(9h) Accelerating the Discovery of Polymeric Vehicles for Gene Editing through Combinatorial Synthesis and Statistical Learning

Complexity is a hallmark of interactions between synthetic materials and the biological environment, but frequently poses barriers to the hypothesis-guided discovery of new materials. Developing polymers for gene delivery is one such multi-dimensional design challenge that requires an intricate balance between intermolecular forces implicated in the packaging, cellular uptake and release of genetic payloads from polymer-nucleic acid complexes. Lacking a complete mechanistic picture of the effects of polymer composition and architecture on its efficiency and toxicity, polymer chemists rely on iterative “one-polymer-at-a-time” approaches that are often plagued by trial and error.
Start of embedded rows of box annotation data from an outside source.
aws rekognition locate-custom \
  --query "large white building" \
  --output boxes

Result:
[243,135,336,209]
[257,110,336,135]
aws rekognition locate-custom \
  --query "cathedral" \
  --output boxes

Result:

Though gene editing has made rapid progress, the paucity of chemically defined, safe and efficient delivery vehicles has hindered its clinical translation. To accelerate polymer discovery for vital clinical applications such as gene editing, we need to replace traditional iterative processes with alternative experimental strategies that leverage advances in parallel synthesis and data analytics. In this talk, I will describe how combinatorial polymer libraries, high-throughput experimentation and statistical models have been combined to yield a powerful predictive platform for the discovery and optimization of polymeric vehicles for CRISPR/Cas9 delivery. A chemically diverse library of well-defined statistical copolymers was synthesized through RAFT polymerization and physicochemical properties such as polymer composition, molecular weight, zeta potential, pKa, polyplex diameter evaluated. Polymer candidates were screened after complexation with clinically relevant genetic payloads such as plasmid DNA and ribonucleoprotein complexes (RNP) comprising single guide RNA (sgRNA) and Cas9 protein. The hit polymer identified through this study outperformed commercial transfection reagents by achieving nearly 60% editing efficiency via non-homologous end-joining. We suggest that this polymer could not have been accessible through human intuition and hypothesis-driven approaches. Further, for each payload, we identified the structural drivers for nucleic acid internalization, cell viability and transfection efficiency and mined structure-function correlations and predictive relationships that can aid experimentalists engaged in polymer design and synthesis for diverse gene therapy applications.